Starting in 2019, signs began to emerge—in court and in the media—that Spears was unhappy with the conservatorship and wanted her dad to exit it. But the full scope of her feelings remained mysterious, until this week. On Tuesday, The New York Times published a report saying that Spears had balked at the conservatorship several times over the years but had not been able to secure her legal freedom. The Times also laid out her boggling financial situation. Spears herself had to foot all conservatorship-related legal bills, covering the costs of both her own advocate and the lawyers who argued against her freedom. Her father, Jamie, took in a $16,000 monthly salary for managing her life—plus $2,000 a month for office rent, and royalties from performances he arranged for her. Meanwhile, Spears said her weekly allowance was $2,000.

Yesterday finally dispelled all mystery about how Spears feels about the conservatorship. “The people who did that to me should not be able to walk away so easily,” she said toward the beginning of her remarks. She went on to describe being intimidated into working when she didn’t want to, being put on lithium that she didn’t want to take, and being sent to a rehab facility that she found to be grueling and humiliating. She spared few details about the frequency and context of her visitations with therapists and doctors. Bafflingly (and damningly for her lawyer, Samuel Ingham III), she said she had been unaware that she could petition for the conservatorship to end. Throughout her speech, a clear narrative and message came through: She felt she’d been exploited, and she wanted it to stop.

Spears’s words amounted to confession, condemnation, and testimony—but crucially, they were also a spectacle. Many of Spears’s conservatorship hearings have been sealed from public view, but the star’s lawyer has successfully advocated for the shroud of secrecy to be lifted. It is now clear why: Denied personal autonomy, Spears must have realized that the best leverage she has is her own voice and her own fame. At one point during the hearing, she asked the judge to approve her giving an interview to the media, then she revised the statement and said that she realized her testimony in the hearing would fulfill that purpose. “I have the right to use my voice,” she said. “It’s not fair they’re telling … lies about me openly … My own family doing interviews, and talking about the situation and making me feel so stupid. And I can’t say one thing.”

That silence about her personal situation over the past 13 years seemed to fit with the inscrutably happy persona that Spears’s camp—if not, as is now clear, Spears herself—has long tried to sell. But music history is littered with examples of personas tormenting the people behind them, and Spears has made clear just how concrete a toll such torment can take. “I’ve lied and told the whole world ‘I’m okay, and I’m happy,’” she said. “I thought … maybe if I said that enough, maybe I might become happy, because I’ve been in denial. I’ve been in shock. I am traumatized. You know, fake it ’til you make it. But now I’m telling you the truth, okay? I’m not happy. I can’t sleep. I’m so angry, it’s insane. And I’m depressed. I cry every day.”

After Spears finished her remarks, the lawyer of one of her current co-conservators told the judge that she has a “different perspective” on the issues Spears raised, and also worried about the star’s privacy. Jamie Spears’s lawyer read a statement saying that Britney’s father, who has always maintained that the conservatorship is for her well-being, is “sorry to see his daughter suffering and in so much pain.” Outside the courtroom, fans were bawling and yelling; across the internet, a sense of outrage was welling up.
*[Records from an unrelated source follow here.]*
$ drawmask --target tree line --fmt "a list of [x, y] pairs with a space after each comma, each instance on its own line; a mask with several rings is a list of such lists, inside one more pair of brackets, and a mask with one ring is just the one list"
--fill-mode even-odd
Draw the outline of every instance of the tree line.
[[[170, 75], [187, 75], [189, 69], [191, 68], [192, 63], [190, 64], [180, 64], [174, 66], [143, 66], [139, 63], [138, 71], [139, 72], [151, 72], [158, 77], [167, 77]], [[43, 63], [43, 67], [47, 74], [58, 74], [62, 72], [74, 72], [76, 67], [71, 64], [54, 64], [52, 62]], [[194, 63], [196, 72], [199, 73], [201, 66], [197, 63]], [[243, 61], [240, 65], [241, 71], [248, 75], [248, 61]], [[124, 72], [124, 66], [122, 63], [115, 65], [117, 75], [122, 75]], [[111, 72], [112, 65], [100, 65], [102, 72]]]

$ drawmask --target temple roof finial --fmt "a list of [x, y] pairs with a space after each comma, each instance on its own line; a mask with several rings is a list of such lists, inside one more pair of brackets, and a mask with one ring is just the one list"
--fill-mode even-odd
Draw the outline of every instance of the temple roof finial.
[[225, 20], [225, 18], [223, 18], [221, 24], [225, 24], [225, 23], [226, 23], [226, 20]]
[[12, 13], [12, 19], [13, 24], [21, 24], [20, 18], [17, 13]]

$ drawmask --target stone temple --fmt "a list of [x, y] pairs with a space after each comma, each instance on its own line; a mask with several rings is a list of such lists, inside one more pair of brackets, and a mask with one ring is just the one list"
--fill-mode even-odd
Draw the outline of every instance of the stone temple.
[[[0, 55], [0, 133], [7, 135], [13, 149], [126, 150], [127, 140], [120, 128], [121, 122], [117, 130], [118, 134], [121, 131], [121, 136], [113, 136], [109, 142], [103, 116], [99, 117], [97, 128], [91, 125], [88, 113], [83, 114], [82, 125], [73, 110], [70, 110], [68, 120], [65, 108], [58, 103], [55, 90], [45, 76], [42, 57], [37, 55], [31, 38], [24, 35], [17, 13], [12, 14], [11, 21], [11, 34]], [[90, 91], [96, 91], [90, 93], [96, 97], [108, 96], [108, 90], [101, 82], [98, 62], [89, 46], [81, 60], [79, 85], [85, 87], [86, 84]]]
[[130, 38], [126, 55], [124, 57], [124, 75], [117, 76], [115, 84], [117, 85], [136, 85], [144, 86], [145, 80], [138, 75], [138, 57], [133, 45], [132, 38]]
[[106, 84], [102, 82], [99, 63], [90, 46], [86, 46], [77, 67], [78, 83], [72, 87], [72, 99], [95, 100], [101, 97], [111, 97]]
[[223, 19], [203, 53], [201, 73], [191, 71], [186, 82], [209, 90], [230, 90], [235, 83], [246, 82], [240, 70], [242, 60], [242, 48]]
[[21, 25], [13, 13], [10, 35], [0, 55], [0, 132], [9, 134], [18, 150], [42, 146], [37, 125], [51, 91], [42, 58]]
Spears’s medical needs may or may not require constant care, and her family and associates may or may not be guilty of all the things she accused them of. Yet it’s hard to imagine going back to the hush-hush paradigm that Spears has said enabled her subjugation, now that there is no doubt what Spears herself wants. She has long been one of the most watched people on Earth, but it’s different to be heard.

Spencer Kornhaber is a staff writer at The Atlantic.